SCENE SEVENTEEN (XVII)
Дойти до ручки [dayti da ruchki]
This idiom means ‘to reach the handle’ or ‘to reach rock bottom’. The handle refers to the part of a traditional Russian bread that was not eaten as it had been held by different people. The handle was given to dogs or poor people. So if someone ‘reached the handle’, that meant they were eating leftovers that dogs normally ate.
“A SAFEHOUSE MONOLOGUE” in Bedford Stuyvesant, Brooklyn.
“I call out for her still into the death of a black ghetto night!” I will tell you now, most dear Tovarish, a story of our times. For if in the past I have written you of things that were and things that also could be; of fanciful alternate lives; or perhaps of wars or magic beyond your range of sight and passions beyond your range of feeling. I have now set pen to paper to put down the events of our common year 2011, 5773 in the year of my tribe the Ivory. Known in your argots and crude vernaculars as the calendar year of the Hebrew people, ‘the loathsome Jews.’
We found ourselves in that year in the City of New York, called ‘Newyorkgrad’ a city where no one I had grown up with could live anywhere near the center for a mass of aristocrats, entertainers, money handlers, robber barons and oligarchs had pushed us all into their service living in the districts that ring the rivers East and Hudson. In that year I was surrounded as was my way with former and post-Soviet gangsters, with newly arrived immigrants, with various Muslims and mystics, with Karibes and subversives, with ambulance workers, with jazz musicians, with those who live the life of night. The right composition of any good dancehall party. Then, living most precariously in a string of south and central Breuklyn apartments, making the kind of small talks I’d made for years, small talks of very, very big things I was reminded of an Old Russian saying, the words of some bathhouse mystic; that:
‘If I saw the size of my blessing coming, I would understand the magnitude of the battle we must fight.’
Someone said that to me in the winter preceding the Labor Day Rising. It was the voice of Emma Solomon broadcasting on Fire Switch Radio, live from Port-Au-Prince.
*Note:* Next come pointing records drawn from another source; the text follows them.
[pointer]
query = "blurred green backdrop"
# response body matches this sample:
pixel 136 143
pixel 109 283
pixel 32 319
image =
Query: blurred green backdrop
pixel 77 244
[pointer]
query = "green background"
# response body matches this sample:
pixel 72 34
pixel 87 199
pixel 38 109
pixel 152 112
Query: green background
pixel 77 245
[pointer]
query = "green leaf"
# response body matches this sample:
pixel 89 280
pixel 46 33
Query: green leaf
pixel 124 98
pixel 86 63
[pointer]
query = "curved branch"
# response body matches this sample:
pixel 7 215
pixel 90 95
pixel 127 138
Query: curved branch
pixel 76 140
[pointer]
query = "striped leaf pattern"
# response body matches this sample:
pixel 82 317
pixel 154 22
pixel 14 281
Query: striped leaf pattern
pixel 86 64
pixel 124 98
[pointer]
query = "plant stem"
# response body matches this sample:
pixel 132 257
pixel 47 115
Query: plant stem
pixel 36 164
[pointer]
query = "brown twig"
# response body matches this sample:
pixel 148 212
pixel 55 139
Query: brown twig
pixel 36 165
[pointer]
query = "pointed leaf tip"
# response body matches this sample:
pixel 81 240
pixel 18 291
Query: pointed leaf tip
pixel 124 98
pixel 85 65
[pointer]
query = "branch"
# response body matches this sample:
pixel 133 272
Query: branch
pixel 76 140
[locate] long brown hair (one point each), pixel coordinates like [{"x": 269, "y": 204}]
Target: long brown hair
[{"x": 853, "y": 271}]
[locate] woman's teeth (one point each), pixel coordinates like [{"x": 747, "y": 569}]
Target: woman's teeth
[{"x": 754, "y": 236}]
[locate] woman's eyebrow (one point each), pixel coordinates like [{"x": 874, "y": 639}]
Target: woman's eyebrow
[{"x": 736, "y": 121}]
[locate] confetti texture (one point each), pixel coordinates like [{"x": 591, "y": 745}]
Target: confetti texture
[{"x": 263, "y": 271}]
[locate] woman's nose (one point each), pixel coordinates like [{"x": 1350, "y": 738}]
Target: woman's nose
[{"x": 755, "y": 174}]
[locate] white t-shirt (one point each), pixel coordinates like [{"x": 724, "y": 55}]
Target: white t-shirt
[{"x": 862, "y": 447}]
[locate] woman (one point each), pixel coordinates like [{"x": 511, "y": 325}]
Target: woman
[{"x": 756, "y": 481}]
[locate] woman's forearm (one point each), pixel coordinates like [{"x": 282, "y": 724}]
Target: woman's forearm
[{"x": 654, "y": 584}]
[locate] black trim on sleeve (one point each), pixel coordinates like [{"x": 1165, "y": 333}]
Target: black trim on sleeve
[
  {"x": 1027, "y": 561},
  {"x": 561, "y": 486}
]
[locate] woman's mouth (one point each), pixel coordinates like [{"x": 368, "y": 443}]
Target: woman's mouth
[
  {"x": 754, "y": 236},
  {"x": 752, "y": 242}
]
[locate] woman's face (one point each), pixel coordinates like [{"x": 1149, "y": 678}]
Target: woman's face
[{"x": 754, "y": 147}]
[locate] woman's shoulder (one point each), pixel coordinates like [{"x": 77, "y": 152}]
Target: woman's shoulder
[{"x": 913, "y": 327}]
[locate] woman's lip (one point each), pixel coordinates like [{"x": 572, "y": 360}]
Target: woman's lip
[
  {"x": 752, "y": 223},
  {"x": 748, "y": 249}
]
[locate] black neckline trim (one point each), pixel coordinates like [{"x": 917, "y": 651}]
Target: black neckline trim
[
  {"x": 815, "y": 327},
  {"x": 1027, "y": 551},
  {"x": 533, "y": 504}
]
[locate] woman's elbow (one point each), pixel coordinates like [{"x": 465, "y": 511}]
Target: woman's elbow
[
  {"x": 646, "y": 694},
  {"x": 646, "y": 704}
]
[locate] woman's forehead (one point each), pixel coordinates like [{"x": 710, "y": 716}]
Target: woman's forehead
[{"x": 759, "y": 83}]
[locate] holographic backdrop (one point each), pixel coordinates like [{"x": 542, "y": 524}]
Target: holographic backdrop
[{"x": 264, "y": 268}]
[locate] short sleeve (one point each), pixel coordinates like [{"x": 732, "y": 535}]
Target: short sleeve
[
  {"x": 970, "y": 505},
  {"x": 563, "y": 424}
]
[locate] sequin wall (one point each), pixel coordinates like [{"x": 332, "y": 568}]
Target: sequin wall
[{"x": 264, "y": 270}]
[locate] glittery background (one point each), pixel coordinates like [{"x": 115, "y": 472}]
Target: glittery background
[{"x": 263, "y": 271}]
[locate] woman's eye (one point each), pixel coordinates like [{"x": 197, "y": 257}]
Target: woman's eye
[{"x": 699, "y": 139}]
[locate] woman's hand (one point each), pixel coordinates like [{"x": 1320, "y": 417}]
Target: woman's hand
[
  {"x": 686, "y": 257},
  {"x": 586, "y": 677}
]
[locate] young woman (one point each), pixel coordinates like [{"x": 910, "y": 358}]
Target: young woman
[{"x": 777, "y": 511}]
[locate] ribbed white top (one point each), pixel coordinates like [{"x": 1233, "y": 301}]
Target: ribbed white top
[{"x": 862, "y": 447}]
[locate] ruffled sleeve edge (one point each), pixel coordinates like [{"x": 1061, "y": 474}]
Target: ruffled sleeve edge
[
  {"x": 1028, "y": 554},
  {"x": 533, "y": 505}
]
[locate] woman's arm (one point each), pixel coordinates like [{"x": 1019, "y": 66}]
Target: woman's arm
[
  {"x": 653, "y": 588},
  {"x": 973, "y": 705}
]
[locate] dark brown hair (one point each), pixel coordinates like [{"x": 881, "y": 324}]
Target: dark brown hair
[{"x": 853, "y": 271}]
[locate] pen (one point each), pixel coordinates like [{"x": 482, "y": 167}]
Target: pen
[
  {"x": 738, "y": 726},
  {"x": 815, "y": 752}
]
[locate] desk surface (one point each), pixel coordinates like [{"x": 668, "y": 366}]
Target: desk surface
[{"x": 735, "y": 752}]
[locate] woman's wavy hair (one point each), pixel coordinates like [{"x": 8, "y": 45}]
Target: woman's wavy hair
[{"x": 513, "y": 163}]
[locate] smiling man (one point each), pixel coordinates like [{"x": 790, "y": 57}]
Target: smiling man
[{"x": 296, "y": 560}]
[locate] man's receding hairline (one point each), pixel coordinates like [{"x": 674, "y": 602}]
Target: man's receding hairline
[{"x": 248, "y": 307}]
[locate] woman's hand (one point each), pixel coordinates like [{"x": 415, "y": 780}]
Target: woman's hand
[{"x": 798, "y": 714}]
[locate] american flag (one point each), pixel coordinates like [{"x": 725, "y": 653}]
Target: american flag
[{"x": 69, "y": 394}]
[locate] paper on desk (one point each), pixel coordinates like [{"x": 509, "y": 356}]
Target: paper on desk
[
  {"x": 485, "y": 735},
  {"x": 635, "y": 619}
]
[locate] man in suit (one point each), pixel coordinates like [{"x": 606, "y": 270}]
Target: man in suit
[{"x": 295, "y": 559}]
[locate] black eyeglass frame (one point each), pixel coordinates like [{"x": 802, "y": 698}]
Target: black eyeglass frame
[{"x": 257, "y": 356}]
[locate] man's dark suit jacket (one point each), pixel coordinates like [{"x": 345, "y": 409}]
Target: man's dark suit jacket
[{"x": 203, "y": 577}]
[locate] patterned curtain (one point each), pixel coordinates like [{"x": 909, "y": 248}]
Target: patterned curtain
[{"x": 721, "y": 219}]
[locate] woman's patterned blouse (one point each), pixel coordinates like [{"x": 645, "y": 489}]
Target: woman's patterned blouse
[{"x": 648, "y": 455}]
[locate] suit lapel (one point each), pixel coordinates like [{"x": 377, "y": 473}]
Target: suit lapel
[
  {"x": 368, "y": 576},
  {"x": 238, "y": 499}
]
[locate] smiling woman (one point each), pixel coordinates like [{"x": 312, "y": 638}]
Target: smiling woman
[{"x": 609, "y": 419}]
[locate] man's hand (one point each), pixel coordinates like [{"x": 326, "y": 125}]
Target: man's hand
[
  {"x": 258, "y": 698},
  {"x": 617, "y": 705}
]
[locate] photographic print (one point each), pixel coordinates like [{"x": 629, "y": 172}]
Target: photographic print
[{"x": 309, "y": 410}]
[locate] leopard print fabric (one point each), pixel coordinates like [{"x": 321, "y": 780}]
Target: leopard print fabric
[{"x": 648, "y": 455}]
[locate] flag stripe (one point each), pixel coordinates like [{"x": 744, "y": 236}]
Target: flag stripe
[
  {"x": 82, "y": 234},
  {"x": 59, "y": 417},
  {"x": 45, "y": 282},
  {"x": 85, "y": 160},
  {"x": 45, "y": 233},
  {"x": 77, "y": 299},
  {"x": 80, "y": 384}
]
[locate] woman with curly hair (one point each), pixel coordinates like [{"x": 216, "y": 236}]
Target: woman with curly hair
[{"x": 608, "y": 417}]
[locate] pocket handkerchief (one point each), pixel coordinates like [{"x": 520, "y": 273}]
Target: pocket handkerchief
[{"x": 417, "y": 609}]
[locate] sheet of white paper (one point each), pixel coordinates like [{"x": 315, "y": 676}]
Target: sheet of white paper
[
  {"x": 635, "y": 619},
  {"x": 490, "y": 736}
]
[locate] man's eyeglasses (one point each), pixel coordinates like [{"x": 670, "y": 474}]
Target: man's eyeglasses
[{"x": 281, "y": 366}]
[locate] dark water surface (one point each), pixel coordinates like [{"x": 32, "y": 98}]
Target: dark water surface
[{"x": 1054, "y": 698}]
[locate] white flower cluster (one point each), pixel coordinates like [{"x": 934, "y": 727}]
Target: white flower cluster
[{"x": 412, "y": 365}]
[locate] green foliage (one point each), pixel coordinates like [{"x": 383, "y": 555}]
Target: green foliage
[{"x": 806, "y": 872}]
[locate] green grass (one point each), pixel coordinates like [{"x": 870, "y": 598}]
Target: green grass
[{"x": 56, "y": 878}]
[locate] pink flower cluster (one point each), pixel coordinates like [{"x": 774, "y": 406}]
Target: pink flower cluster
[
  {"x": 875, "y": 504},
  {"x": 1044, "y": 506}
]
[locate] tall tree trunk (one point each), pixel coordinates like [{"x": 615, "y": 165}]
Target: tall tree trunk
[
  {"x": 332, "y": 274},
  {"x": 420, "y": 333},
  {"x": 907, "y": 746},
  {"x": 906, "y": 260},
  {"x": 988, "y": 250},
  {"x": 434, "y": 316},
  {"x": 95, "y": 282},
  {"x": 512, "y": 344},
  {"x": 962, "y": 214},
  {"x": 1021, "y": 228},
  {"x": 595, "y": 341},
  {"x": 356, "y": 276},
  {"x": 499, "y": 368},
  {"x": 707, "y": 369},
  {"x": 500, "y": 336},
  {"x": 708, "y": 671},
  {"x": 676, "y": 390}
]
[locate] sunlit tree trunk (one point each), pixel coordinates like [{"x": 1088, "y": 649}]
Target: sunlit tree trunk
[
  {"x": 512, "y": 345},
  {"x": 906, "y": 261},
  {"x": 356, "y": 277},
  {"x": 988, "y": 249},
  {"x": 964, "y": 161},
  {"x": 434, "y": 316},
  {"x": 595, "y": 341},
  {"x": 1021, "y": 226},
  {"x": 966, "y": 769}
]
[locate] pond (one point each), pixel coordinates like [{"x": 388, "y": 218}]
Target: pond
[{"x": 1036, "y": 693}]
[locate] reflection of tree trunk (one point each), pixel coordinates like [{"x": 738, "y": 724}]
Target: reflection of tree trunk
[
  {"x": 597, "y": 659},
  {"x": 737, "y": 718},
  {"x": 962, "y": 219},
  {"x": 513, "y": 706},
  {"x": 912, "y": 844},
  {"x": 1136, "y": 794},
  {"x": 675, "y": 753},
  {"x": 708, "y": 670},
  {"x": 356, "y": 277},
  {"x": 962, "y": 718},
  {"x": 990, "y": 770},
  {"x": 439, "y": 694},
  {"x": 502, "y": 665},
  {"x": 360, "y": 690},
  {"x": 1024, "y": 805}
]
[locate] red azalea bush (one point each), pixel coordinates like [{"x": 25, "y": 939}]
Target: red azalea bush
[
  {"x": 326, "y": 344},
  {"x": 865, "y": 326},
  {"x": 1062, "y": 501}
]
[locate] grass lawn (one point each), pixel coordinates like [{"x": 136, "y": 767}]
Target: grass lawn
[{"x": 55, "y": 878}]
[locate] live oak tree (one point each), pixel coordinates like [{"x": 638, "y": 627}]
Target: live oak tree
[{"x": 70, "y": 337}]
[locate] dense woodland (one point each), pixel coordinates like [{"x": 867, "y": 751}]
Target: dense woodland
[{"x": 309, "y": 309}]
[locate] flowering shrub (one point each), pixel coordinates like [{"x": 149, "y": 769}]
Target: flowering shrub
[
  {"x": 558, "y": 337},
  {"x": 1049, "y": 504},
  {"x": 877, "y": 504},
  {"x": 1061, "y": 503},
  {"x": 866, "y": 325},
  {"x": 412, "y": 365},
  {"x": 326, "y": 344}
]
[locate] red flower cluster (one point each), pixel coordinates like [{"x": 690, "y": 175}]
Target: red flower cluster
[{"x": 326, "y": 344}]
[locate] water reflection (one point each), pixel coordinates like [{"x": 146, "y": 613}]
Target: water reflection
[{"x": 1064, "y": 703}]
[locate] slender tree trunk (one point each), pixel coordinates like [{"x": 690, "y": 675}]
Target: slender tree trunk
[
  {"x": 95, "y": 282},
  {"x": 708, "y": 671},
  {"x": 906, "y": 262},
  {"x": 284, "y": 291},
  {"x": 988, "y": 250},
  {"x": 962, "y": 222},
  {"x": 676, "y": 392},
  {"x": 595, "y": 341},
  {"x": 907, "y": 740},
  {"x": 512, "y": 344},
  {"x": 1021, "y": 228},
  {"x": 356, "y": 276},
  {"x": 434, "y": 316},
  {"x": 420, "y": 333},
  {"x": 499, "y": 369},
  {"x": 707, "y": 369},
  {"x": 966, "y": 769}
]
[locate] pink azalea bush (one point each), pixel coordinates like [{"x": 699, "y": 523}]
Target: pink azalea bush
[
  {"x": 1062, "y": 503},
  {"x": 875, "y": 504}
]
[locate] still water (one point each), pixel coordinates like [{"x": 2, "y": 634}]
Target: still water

For years I had been part of a little embattled Otriad, a small group of idealists and EMTs, of visionaries, malcontents and perhaps also some hard radicals, a group of paramedics and their sympathizers that had on an island off the Coast of Galilee, Rhode Island pledged their meager resources to building a resistance movement. A movement which we certainly did not begin and will not perhaps unlikely see the freedom and equality for which we have prepared to lay down our lives and accepted as our duty to act upon.
On Labor Day, we participated in a failed and foolish uprising in the borough of Breuklyn and most of us were rounded up, arrested, displaced or simply killed.
I told my brother Benny in a letter, ‘that I do not know if the resistance is now 40 or 4 million women and men. I have not spoken to my commanding officers since 2007. I do not know where Tabor commander Solomon is, if she is even alive. I do not know where General Avinadav DeBuitléirs is building his secret army in Mother Africa, if still alive.’ I told my expatriated brother, that ‘I took my orders from Tel Aviv in the fall of 2001 and have attempted to carry them out to the best of my human agency, despite so many setbacks and perilous dehumanizing conditions we all have faced.’
Shortly after publishing a manuscript about the events of the uprising and uprising, as I remembered them the secret police dragged me off the street, into an ambulance and I spent some five weeks in the camps. And then was released, as if nothing happened, but everything was different.
I then, broken and despondent, met a woman on the roof of my family home in the District Financial which changed everything. For this was the most important woman of my life. And I was to battle and die for her, over, and over and over again! Tragic hero made me! She was and is the bravest one. I play along.
How now, this was to be the story of her future and my past, everything would take on new significance. I cannot fail this time, for so many other times there has been such a dashing of hopes! Over five thousand years we have had our hopes so utterly dashed, we “Jews”, we the Ivory ones. I digress, as if mad with love and war and such high emotions.